I'm thinking that a Raspberry Pi, a cable, a small monitor with composite video and maybe a few other things could be easily turned into a car-monitoring system, and I could pretty easily set something up to only sync with my home network when it's close. I'm not sure whether that's more cost-effective than just getting an ELM327 and an ELM327 app from the Play Store, but I think I'd end up learning more that way.

Anyway, I'm still undecided on the phone/Pi issue, but I think this is something I need to do.

2013/07/23

I've got a standing desk, and boy are my legs tired!

Borscht-belt comedy aside, I converted my desk to a standing desk configuration a week ago last Friday, making this the seventh workday where I've spent most of my day standing.

Yes, compared to other standing desks, this is pretty janky. It works for me, though. The tops of my monitors are only a inch or so above eye level, which is pretty close to Hoyle according to ergonomic standards I've seen, and the box put the keyboard at a good typing level. I'm happy with it.

My feet, on the other hand...

My left foot is a bit pronated, which is to say that the ankle turns in a bit and the big toe turns out a bit and the arch is a bit flat.

My right foot? Take every a bit from the previous sentence and put in extremely, and it also lacks the range of motion of my right. I first figured out the issues with my ankles when I noticed I could make fart noises with my foot on the bathroom tile, without trying, but the time I took a hike with my son's Cub Scout pack was when I realized I had a problem, not just an issue.

Since then, I have become much more active. Last year, I did Couch-to-5K, and actually did a 5K. I did it in 45 minutes, finding that I do a mile in 15 minutes or so whether I run or walk, but hey, I got the t-shirt. This year, I've been focused on other activities, but plan to do it again. When I started running last year, I got the same foot pain, which eventually subsided the more I worked. Internet lookup makes me think it's the Extensor Digitorum Brevis muscle that was giving me problems last year, and this last week, this is the pain I've been having again, except this time, in both feet.

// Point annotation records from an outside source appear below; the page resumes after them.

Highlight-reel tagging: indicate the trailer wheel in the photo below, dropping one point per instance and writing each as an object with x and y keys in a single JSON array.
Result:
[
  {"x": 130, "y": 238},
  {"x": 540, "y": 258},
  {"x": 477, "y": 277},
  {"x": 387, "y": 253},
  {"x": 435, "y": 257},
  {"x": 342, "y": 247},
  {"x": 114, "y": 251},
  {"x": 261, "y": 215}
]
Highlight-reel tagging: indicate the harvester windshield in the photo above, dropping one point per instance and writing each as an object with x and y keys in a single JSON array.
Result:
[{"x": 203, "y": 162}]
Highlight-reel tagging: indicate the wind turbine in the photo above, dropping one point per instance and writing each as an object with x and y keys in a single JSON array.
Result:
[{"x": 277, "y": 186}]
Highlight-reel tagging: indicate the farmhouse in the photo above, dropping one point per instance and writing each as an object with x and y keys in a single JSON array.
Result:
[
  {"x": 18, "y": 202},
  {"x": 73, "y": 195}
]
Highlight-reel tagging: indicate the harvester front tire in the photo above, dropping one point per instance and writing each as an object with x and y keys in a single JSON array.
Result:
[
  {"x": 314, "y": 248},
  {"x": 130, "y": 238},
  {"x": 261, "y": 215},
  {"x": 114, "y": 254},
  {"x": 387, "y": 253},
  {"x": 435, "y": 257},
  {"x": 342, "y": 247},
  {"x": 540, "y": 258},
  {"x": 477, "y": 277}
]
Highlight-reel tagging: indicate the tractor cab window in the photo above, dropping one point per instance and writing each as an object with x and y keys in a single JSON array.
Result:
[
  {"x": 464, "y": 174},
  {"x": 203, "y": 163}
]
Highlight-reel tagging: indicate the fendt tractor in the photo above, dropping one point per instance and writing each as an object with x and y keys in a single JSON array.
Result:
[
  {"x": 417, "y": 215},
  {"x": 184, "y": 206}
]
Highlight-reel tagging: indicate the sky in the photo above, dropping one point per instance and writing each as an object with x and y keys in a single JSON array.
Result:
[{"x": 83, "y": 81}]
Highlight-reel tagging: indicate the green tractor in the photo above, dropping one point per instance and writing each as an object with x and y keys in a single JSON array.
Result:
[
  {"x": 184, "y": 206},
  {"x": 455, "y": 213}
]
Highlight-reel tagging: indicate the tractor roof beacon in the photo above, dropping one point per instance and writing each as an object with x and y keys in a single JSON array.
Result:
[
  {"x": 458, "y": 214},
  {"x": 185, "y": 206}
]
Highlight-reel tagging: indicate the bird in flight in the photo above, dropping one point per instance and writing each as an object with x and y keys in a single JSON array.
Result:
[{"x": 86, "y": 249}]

The previous pain tells me that I'm doing the right thing, that I'm strengthening my feet and ankles by standing. My recent experience with Cross-Fit tells me that I had better start exercising and strengthening my feet and ankles or this pain won't go away soon.

In terms of productivity, I don't know that I've noticed a difference. I'm in a position at the moment where there's a lot of sit-and-think (or rather, stand-and-think) and not so much great code generation. I don't currently quantify my work, but would be interested in finding a way to do so. Of course, it would've been good to have a body of sitting-desk work in the dataset to use as a comparison....


2013/05/15

Stupid Things with References

It took me a while to figure out why I was writing junk to the DB. More or less, this is my code.

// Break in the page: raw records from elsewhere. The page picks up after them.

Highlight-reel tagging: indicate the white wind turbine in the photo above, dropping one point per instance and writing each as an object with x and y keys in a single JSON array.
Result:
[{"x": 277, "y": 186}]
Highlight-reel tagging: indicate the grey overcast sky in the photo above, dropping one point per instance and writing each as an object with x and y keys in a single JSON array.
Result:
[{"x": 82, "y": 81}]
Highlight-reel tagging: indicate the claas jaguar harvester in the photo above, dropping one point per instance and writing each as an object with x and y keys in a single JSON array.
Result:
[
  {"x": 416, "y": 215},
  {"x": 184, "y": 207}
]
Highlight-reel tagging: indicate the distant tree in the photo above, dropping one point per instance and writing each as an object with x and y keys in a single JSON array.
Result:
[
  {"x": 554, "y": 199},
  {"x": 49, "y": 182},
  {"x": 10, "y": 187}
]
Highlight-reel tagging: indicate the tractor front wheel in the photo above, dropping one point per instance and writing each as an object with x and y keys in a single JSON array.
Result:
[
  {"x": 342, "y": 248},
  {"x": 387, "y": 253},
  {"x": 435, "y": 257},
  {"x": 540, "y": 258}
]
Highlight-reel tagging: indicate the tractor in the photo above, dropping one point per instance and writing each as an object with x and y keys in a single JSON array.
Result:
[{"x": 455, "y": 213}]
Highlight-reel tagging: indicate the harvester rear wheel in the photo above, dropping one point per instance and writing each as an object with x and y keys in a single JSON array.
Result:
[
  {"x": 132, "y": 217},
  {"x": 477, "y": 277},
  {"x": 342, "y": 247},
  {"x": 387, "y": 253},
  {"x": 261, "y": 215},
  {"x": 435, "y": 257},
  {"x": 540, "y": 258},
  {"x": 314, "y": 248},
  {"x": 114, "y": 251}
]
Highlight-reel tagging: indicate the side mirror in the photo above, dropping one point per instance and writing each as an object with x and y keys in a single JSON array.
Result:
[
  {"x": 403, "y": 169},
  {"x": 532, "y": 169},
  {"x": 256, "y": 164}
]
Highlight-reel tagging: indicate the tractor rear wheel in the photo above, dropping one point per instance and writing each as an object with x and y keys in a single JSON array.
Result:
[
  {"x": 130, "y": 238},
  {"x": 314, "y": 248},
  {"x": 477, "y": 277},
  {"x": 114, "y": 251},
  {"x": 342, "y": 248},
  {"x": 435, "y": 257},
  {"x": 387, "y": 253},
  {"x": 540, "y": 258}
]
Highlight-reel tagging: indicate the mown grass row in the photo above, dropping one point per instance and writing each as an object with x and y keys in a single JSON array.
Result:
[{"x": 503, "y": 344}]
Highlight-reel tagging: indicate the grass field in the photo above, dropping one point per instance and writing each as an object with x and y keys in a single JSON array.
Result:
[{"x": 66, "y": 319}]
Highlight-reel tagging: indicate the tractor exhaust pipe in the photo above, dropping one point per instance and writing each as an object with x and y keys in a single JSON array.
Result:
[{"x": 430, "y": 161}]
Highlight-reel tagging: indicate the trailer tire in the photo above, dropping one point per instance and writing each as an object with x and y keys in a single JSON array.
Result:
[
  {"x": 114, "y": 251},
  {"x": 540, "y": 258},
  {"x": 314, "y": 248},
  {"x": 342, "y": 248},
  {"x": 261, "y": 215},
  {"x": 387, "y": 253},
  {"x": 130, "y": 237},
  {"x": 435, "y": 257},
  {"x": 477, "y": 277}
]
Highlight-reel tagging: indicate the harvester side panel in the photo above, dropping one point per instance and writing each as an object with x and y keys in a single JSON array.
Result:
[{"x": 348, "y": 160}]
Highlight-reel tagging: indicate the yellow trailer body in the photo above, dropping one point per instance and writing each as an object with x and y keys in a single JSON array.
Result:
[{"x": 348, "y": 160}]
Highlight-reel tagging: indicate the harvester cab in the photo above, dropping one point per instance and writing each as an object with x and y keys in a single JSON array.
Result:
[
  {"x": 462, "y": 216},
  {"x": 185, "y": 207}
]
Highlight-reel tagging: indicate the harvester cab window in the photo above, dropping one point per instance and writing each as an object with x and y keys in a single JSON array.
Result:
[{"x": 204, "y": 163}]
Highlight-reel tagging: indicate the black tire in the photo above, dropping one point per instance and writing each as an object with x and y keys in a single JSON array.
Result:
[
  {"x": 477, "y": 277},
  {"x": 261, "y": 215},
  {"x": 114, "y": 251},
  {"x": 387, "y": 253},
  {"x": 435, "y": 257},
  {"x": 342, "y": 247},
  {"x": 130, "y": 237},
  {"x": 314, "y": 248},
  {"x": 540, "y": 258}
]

my $request = get_request( $request_id ) ;
my $to_wiki = $request ;

I thought to be making a copy of the hash in the hashref.

I meant to be making a copy of the hash in the hashref.

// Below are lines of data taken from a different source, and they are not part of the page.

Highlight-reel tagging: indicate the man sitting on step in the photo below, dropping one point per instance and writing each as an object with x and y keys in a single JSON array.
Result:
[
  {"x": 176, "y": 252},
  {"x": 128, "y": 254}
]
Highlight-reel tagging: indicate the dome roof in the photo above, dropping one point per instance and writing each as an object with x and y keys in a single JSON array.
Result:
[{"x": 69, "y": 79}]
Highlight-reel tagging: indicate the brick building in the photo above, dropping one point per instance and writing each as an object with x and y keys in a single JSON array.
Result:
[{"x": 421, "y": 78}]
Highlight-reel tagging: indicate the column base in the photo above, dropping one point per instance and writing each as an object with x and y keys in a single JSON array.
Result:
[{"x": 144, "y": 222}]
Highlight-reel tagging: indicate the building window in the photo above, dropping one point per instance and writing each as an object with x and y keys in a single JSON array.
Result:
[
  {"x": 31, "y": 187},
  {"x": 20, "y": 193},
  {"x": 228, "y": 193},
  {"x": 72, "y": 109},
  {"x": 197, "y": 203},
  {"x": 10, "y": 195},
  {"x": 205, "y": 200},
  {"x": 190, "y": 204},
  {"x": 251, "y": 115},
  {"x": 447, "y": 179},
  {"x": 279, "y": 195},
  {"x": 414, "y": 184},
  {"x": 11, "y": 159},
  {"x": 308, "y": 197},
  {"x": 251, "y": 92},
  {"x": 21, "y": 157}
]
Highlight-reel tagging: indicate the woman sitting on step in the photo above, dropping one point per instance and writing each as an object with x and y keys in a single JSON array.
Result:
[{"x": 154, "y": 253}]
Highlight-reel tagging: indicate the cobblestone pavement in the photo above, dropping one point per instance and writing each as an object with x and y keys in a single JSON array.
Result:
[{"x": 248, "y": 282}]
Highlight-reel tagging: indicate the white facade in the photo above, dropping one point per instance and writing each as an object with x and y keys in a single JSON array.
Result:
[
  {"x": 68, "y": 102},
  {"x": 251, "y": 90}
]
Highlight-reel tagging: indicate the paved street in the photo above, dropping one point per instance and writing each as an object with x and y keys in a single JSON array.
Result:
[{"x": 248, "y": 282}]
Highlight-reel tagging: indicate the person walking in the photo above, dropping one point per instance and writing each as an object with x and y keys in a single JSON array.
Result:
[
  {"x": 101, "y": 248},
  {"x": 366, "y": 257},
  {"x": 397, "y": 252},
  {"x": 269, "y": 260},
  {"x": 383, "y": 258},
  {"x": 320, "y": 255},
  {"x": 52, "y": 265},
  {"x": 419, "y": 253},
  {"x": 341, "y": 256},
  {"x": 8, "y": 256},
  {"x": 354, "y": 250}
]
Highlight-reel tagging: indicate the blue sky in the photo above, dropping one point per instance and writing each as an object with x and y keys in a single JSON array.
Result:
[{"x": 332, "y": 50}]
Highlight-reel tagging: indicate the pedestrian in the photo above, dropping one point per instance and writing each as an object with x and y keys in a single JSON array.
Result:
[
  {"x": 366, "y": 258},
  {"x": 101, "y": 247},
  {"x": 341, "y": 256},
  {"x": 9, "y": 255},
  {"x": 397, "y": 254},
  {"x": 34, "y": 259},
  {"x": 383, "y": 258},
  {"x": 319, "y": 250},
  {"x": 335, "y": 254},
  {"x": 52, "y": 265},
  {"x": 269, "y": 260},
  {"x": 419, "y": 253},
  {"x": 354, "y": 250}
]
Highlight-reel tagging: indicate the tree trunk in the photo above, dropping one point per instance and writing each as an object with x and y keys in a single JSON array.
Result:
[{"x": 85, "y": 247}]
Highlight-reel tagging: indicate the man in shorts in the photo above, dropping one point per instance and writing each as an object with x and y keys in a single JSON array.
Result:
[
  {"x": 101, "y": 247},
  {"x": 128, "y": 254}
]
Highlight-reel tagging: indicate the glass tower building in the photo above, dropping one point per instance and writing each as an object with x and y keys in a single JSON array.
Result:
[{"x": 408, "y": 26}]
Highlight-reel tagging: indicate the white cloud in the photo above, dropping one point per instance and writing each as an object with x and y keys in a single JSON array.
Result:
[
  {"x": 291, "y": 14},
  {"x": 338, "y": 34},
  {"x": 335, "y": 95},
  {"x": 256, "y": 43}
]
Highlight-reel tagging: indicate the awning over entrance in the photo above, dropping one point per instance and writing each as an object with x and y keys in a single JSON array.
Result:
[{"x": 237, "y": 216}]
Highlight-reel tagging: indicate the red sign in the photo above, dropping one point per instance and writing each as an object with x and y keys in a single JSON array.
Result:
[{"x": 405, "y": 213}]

I wasn't making a copy of the hash in the hashref. I was making a copy of the hashref address. Which means every change I made to $to_wiki, I made to $request.

Instead, I needed to do something more like this.

my $request = get_request( $request_id ) ;
my $to_wiki ;
%$to_wiki = map { $_ => $request->{ $_ } } keys %$request ;

I present this as a cautionary tale. Please, learn from the mistakes of others.